L’accompagnement est confidentiel, personnalisé, sans engagement, et vise à
restructurer les charges mensuelles : crédit immobilier, crédit auto, prêts
personnels, crédits renouvelables, assurances », explique Sylvain Lefevre.
Cette nouvelle brique complète l’intervention de Synergiec en AMO financier,
déjà centré sur la structuration des prêts collectifs et la mobilisation des
aides publiques (MaPrimeRénov’, CEE, subventions locales).
Derrière cette restructuration, un principe simple : regrouper plusieurs crédits en un seul, réétaler la dette et alléger la mensualité globale. Une solution qui permet non seulement de clarifier la situation financière du ménage, mais surtout de retrouver une capacité d’investissement.
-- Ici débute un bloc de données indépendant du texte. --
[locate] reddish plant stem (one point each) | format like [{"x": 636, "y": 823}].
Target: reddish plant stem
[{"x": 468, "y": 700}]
Dans certains cas, ce rééquilibrage suffit à rendre possible ce qui ne l’était plus : participer à la rénovation énergétique de l’immeuble.
Et conserver le bien, dans une France de
propriétaires.
En 2024, Synergiec a
déjà contribué au financement de 150 M€ de travaux, dont 55 M€ de subventions
mobilisées. Cependant la réalité de terrain est que la transition énergétique
ne pourra pas reposer uniquement sur des dispositifs techniques ou des aides.
Elle devra aussi intégrer l’humain et la réalité des ménages copropriétaires.
Le vrai point de
bascule : l’endettement individuel
Synergiec, qui a
franchi le cap des 1 000 copropriétés accompagnées constate que les projets ne
se bloquent plus sur la technique mais sur les équilibres économiques
individuels. « Une copropriété, c’est une addition de situations très
différentes : un retraité, un jeune couple, un bailleur, une famille
monoparentale. Dans un même immeuble, certains peuvent avancer, d’autres non »,
rappelle Sylvain Lefevre.
A titre d’exemple
Un couple, avec 4 340€
de revenus et un taux d’endettement de 34%, avec un crédit immobilier, un
crédit auto, et un crédit à la consommation. Un accident de la vie (chômage,
interruption temporaire de travail...) et les revenus peuvent tomber à 2 200€.
Les charges, quant à elles, ne bougent pas. 1 480 € de mensualités et près de
70% d’endettement : chaque mois devient une épreuve. Pourtant ils sont
propriétaires et le toit est une sécurité. Alors, pour certains, la question
d’une vente finit même par se poser. Au-delà de l’endettement, le reste à
charge des ménages (crédits déduits) reste un marqueur fort pour les banques.
Avec un accompagnement adapté et une restructuration de crédits, les mensualités tombent à 400€, le taux d’endettement redescend à 19%, et plus de 1 000€ de reste à vivre sont retrouvés.